Vary Management Strategy by Time and Day
Instructions to change bandwidth-allocation
policies according to the clock or calendar
Occasionally, you might want to control performance differently at different
times or on different days. Consider these examples:
- A teacher objects to instant messaging in her classroom during teaching
hours, but it's okay during lunch or after school.
- A company's network administrator does not want to permit games or
MP3 music downloads on weekdays, but feels that it should be okay on
weekends.
- A sales-ordering application needs access to twice its usual bandwidth
in the last two days of the month because the sales personnel typically
deliver the most orders during those last two days.
- A bank's branch offices must synchronize their databases daily but
have very constrained WAN links. They want to allow this synchronization
to monopolize the links at night, but not during the day when other
traffic must have priority.
You can vary your configuration details based on the day or the time
of day. The choice of day can be daily, weekends, weekdays, specific dates,
specific days of the week, and/or specific dates of the month.
Steps:
-
Create
a traffic class for the traffic you want to control and schedule,
if you don't already have one.
For example, you could create a traffic class called OracleAccounts
for Oracle traffic using the Accounts
database.
- Plan your management strategy and the PacketWise policies or partitions
you'll need. You can use Policy/Partition
Guidelines for help.
For example, with a 128 Kbps link, you might want to contain OracleAccounts
to 30 Kbps during business hours and allow it to fill the link after
hours. And you always want the benefits of TCP Rate Control. You'd need:
Rate policy with no guaranteed rate, burstable with priority 6. (all
the time)
Static partition of size 20 Kbps, burstable, 30 Kbps limit. (for business
hours)
Static partition of size 30 Kbps, burstable with no limit. (for after
hours)
- For those polices or partitions that you want all the time, simply
apply them in your normal way. For example, set
a rate policy.
- For those partitions and polices that you want active only at certain
times, determine the CLI
(command-line interface) syntax to enforce your commands. For example,
consult the CLI command partition
apply.
- Create
a command file for each group of CLI commands that needs to be executed
together.
If you have many schedule-based changes, you might consider having command
files named WeekdayMornings, WeekdayNights, EndOfMonth, and so on. Then
you can insert all the CLI commands for all the changes required at
the indicated times.
For example, suppose you want different policies and partitions for
both MP3 downloads and gaming based on weekend versus weekday. You need
one command file for MP3s and gaming that contains the weekend polices
and partitions, and another command file for the same traffic classes
that contains the weekday policies and partitions.

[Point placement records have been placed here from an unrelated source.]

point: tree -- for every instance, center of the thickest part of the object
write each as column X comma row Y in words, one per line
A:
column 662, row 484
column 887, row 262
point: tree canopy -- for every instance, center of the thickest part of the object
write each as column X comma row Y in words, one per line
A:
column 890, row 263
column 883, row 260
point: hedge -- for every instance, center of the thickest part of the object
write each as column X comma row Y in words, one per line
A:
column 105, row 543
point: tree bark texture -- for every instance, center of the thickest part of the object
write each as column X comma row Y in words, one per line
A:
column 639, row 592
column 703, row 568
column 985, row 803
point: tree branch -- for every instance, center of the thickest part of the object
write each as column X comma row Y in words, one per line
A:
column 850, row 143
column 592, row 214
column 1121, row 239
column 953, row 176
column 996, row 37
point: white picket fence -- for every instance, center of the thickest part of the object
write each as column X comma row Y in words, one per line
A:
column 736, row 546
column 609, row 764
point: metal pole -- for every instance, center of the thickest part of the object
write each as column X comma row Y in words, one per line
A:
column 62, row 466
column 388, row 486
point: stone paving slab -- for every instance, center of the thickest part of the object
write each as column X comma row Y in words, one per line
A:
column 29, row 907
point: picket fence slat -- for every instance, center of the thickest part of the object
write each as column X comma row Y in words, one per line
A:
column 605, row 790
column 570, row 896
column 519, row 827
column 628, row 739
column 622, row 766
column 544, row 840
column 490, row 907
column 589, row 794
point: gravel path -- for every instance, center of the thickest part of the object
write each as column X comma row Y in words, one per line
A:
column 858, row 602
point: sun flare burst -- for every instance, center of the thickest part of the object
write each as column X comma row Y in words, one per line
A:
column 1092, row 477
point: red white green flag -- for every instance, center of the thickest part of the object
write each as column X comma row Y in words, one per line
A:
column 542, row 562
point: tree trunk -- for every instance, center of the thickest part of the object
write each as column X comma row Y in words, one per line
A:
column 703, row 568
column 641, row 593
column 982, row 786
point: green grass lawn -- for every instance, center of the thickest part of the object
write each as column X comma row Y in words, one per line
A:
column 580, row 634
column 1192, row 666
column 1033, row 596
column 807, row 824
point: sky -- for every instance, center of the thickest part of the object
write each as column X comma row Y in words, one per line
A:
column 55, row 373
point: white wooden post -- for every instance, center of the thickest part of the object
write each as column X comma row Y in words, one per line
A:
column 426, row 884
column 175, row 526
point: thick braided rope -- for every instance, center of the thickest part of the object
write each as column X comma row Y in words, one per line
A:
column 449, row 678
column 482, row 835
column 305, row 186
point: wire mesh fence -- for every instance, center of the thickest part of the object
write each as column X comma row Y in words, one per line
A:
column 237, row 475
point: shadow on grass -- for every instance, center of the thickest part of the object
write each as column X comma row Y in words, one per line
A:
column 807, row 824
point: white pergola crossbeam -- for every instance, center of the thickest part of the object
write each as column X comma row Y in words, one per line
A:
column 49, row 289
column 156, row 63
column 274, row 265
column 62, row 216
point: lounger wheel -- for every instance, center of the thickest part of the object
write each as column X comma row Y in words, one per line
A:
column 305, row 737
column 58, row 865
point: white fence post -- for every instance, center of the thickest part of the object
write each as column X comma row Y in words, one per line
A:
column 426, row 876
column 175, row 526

Remember, you need not include a CLI command in your command file unless
it needs changing. All existing policies, partitions, and so on that
are in force will remain so unless you include a command imposing change.
So, for example, if you include gaming policies in command files for
each Monday and Saturday, you needn't include any gaming policies in
your command files for morning and night.
- Test each command file with the run
command and check that the configuration details that you intended to
change were indeed changed.
- Schedule
the execution of each of your command files.